11 diciembre 2012

Ojos tragavacas



Cuando tenía necesidad de irse, buscaba La Senda. Desde el primer mojón del monte tenía la costumbre de volverse y observar el pueblo. Después de tantos años la vista le seguía impresionando. Como otros pueblos, que ya lo fueron medievales, tenía aquél la dignidad callada de esos asentamientos viejos, manteles de la historia de los hombres, de esos lugares cuya figura en la distancia resulta anterior a la memoria.
Era el Mojón Bajero parada obligatoria. Y su ritual de observación se parecía más a una oración callada o al recuerdo de seres conocidos o simplemente imaginados que, sin duda, se habrían vuelto desde siglos atrás para sentir, desde aquel punto, el magnetismo de la villa en la distancia. Perfiles viejos acariciados por idénticas luces en miles de retinas. El Pela, como otras veces, cumplió con el ritual callado de todo el que subía al Marojal.
La Senda discurría entre el camino viejo a La Bodera y la galiana principal, el histórico camino real. De entre los tres, La Senda era el más agreste y descuidado, casi perdido ya, pues, desde hacía muchos años, no iba a ninguna parte porque los caminos que pierden su servicio se quedan sin destino. Son cordeles cortados que no sirven de guía, como no sea a quienes los recorren por buscar el silencio o encontrar la quietud que otros dejaron en ellos cuando la vida regalaba ambas cosas.
Era el camino de las cortas, de los pastores, de los vaqueros, de los carboneros, el que pasaba por los antiguos chozos de piedra derruidos, por las cerradas desmoronadas y por unos parajes silvestres tan abandonados que al Pela le desazonaban.
Tomó el sendero, siguiéndolo más por intuición que por certeza, que le llevaría a la Fuente del Chorrillo, la que nunca se secaba. Pronto descubrió que era más fácil seguir las trochas de los jabalíes. En un año de sequía eran las muestras más fiables de que el manantial cumplía. Así era: de entre las cuatro piedras el agua rebosaba y se remansaba en torno a ellas en una esponja verde de berros, jaramagos y pamplinas, plantas que algunos llaman, con acierto y buen gusto, balsamitas.
De la fronda que rodeaba la balsilla voló, blanca y canela, la lechuza. Haciendo el mismo ruido que una mariposa, se posó en el tocón alto y pelado de un marojo seco y su dorso inmóvil se confundió al instante con el fondo del bosque.
A la izquierda del manantial se levantaba un promontorio plano de menos de tres metros de alto. Varias bocas grandes y sobadas tenían la firma del tejón que, seguramente, dormitaría en lo profundo de la tasuguera esperando las horas oscuras.
El agua hecha cieno y verdín bajaría, en cuanto le diera por llover o nevar, hasta Los Ojos. Era allí donde los esqueletos de unas cuantas vacas yacerían, no se sabe los metros, bajo el espeso lodo. Quién no conocía a algún viejo que no perdiera alguna res golosa tragada por la voracidad traidora y mansa de aquellos aguazales. Y El Pela miró con prevención el paraje, porque uno no podía fiarse de un lugar donde la hierba se tragaba a las vacas y no al revés. Dio un rodeo y sorteó Los Ojos mirando bien donde pisaba, que la tierra que se hace a la carne puede volverse viciosa y tomarle querencia, como le pasa al hombre.

2 comentarios:

Paz Zeltia dijo...

balsamitas que palabra más linda.
Y que desasosiego causan esos Ojos! el paraje, el silencio, esa soledad.

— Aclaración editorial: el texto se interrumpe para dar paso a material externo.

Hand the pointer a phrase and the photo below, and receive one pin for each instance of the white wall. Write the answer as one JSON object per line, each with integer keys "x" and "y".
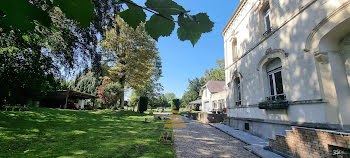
{"x": 300, "y": 78}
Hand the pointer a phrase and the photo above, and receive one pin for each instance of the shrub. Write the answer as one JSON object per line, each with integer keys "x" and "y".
{"x": 143, "y": 102}
{"x": 175, "y": 104}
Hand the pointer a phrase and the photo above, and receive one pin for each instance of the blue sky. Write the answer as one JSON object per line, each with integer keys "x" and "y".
{"x": 180, "y": 60}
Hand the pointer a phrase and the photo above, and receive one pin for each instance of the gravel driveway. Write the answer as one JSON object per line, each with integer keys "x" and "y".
{"x": 201, "y": 140}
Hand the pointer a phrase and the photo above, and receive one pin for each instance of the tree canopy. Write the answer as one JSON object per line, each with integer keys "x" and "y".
{"x": 195, "y": 85}
{"x": 23, "y": 14}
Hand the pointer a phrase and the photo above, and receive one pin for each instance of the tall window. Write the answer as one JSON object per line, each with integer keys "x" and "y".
{"x": 274, "y": 73}
{"x": 267, "y": 19}
{"x": 234, "y": 49}
{"x": 238, "y": 97}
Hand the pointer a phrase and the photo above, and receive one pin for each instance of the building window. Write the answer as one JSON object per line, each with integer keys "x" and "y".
{"x": 274, "y": 77}
{"x": 238, "y": 96}
{"x": 234, "y": 49}
{"x": 267, "y": 19}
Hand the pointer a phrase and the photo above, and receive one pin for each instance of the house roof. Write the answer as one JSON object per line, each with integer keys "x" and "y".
{"x": 215, "y": 86}
{"x": 234, "y": 15}
{"x": 196, "y": 102}
{"x": 77, "y": 94}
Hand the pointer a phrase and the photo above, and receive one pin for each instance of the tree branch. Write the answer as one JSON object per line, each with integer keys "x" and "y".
{"x": 150, "y": 10}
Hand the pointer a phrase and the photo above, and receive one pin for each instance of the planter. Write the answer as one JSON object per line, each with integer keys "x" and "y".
{"x": 274, "y": 105}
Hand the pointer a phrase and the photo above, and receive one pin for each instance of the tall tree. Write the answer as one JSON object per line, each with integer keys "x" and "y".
{"x": 109, "y": 92}
{"x": 131, "y": 52}
{"x": 192, "y": 93}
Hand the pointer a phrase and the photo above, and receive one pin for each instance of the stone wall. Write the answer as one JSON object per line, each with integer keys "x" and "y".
{"x": 207, "y": 118}
{"x": 309, "y": 142}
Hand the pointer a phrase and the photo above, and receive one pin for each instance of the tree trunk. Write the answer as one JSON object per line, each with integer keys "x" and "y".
{"x": 122, "y": 82}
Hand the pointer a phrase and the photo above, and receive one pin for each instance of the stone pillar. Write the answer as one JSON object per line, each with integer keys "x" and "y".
{"x": 327, "y": 87}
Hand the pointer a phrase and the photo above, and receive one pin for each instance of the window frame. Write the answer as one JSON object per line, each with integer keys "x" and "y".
{"x": 238, "y": 94}
{"x": 266, "y": 13}
{"x": 272, "y": 73}
{"x": 234, "y": 46}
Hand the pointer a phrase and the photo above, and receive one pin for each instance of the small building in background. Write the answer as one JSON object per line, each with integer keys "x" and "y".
{"x": 213, "y": 97}
{"x": 67, "y": 99}
{"x": 196, "y": 105}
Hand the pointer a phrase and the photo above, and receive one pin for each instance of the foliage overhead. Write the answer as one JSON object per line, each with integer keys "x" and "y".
{"x": 23, "y": 14}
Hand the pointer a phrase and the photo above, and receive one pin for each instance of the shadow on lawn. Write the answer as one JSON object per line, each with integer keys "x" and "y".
{"x": 45, "y": 132}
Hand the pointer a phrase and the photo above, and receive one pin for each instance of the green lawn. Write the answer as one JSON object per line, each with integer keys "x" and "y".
{"x": 44, "y": 132}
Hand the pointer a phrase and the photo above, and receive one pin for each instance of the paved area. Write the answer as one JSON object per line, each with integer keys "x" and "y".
{"x": 205, "y": 141}
{"x": 255, "y": 144}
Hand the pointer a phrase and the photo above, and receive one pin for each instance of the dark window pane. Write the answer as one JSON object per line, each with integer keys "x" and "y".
{"x": 271, "y": 85}
{"x": 279, "y": 84}
{"x": 267, "y": 18}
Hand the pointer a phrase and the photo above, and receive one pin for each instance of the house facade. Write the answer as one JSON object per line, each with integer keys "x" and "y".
{"x": 287, "y": 64}
{"x": 213, "y": 97}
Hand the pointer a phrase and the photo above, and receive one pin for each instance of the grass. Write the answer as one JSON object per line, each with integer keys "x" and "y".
{"x": 44, "y": 132}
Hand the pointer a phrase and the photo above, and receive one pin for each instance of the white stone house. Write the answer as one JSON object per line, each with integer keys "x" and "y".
{"x": 287, "y": 64}
{"x": 213, "y": 96}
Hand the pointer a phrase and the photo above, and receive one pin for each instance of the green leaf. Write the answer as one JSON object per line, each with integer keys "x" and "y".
{"x": 79, "y": 10}
{"x": 191, "y": 28}
{"x": 157, "y": 26}
{"x": 26, "y": 38}
{"x": 133, "y": 16}
{"x": 165, "y": 7}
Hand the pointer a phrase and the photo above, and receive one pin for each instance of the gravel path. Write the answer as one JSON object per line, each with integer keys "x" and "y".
{"x": 201, "y": 140}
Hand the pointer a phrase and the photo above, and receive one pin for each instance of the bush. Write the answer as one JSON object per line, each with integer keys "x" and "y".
{"x": 175, "y": 104}
{"x": 143, "y": 102}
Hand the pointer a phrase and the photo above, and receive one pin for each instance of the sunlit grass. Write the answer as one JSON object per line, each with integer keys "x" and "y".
{"x": 44, "y": 132}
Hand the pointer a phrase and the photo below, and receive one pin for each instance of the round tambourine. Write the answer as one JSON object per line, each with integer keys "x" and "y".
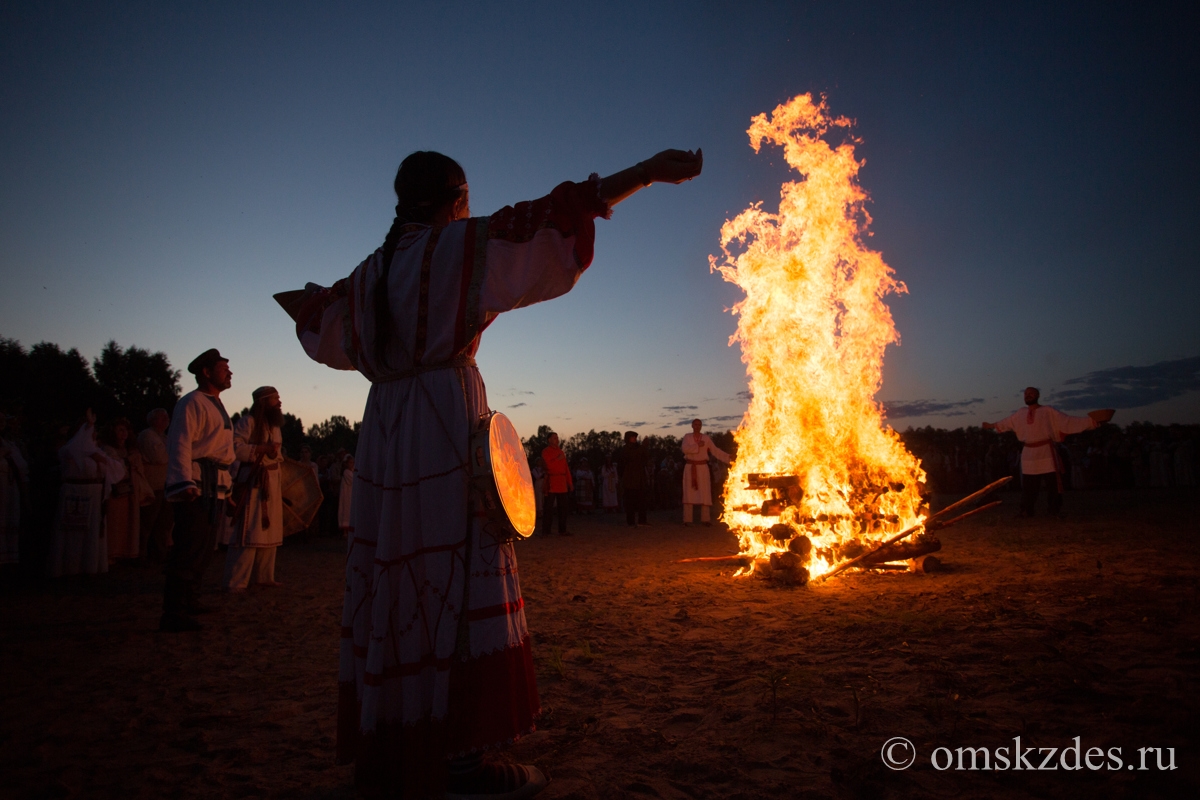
{"x": 501, "y": 474}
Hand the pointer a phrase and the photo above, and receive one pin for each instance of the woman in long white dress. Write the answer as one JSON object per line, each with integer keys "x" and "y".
{"x": 78, "y": 542}
{"x": 436, "y": 657}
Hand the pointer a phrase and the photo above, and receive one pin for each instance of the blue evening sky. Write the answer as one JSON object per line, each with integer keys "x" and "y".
{"x": 165, "y": 168}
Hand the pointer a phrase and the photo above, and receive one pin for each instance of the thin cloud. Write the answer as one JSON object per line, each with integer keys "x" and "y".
{"x": 904, "y": 409}
{"x": 1131, "y": 386}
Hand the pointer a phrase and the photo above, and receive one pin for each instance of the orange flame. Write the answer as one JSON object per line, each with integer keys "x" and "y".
{"x": 813, "y": 330}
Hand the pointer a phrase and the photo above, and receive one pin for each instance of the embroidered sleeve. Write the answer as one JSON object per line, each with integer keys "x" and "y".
{"x": 570, "y": 209}
{"x": 321, "y": 324}
{"x": 537, "y": 251}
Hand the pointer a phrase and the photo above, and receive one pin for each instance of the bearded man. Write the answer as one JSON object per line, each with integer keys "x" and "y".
{"x": 199, "y": 451}
{"x": 1041, "y": 428}
{"x": 258, "y": 501}
{"x": 697, "y": 481}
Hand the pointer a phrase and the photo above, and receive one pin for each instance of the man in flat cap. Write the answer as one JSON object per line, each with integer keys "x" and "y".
{"x": 258, "y": 512}
{"x": 199, "y": 451}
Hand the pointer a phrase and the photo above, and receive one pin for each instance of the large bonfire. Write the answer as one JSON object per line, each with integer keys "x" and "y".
{"x": 817, "y": 474}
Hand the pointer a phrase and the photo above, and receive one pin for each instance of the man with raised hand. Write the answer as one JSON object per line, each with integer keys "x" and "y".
{"x": 1041, "y": 428}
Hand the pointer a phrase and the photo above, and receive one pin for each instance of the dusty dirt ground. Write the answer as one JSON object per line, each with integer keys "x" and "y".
{"x": 657, "y": 678}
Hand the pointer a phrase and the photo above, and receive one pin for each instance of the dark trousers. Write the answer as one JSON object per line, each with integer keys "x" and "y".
{"x": 635, "y": 505}
{"x": 1030, "y": 487}
{"x": 556, "y": 500}
{"x": 197, "y": 523}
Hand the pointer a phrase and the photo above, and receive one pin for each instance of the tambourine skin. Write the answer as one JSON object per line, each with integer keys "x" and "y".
{"x": 501, "y": 475}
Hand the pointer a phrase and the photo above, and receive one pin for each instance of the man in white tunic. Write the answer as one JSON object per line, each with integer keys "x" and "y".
{"x": 697, "y": 481}
{"x": 78, "y": 543}
{"x": 346, "y": 497}
{"x": 157, "y": 517}
{"x": 258, "y": 512}
{"x": 199, "y": 451}
{"x": 436, "y": 656}
{"x": 1041, "y": 428}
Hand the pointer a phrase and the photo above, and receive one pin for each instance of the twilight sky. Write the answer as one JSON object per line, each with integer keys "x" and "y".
{"x": 165, "y": 168}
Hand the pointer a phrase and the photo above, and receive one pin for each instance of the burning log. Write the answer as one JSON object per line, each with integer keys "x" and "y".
{"x": 904, "y": 534}
{"x": 783, "y": 567}
{"x": 925, "y": 564}
{"x": 915, "y": 548}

Siempre me admira el conocimiento que tienes de los nombres de todo lo que uno puede encontrarse en los campos castellanos! (menos mal que para mí existe google!)

Soros dijo...

Ojalá que supiera todos los nombres, Zeltia. Pero muchas veces recurro a los que viven en el campo y que, con los nombres que siempre utilizaron, me enseñan muchos nombres que yo desconocía.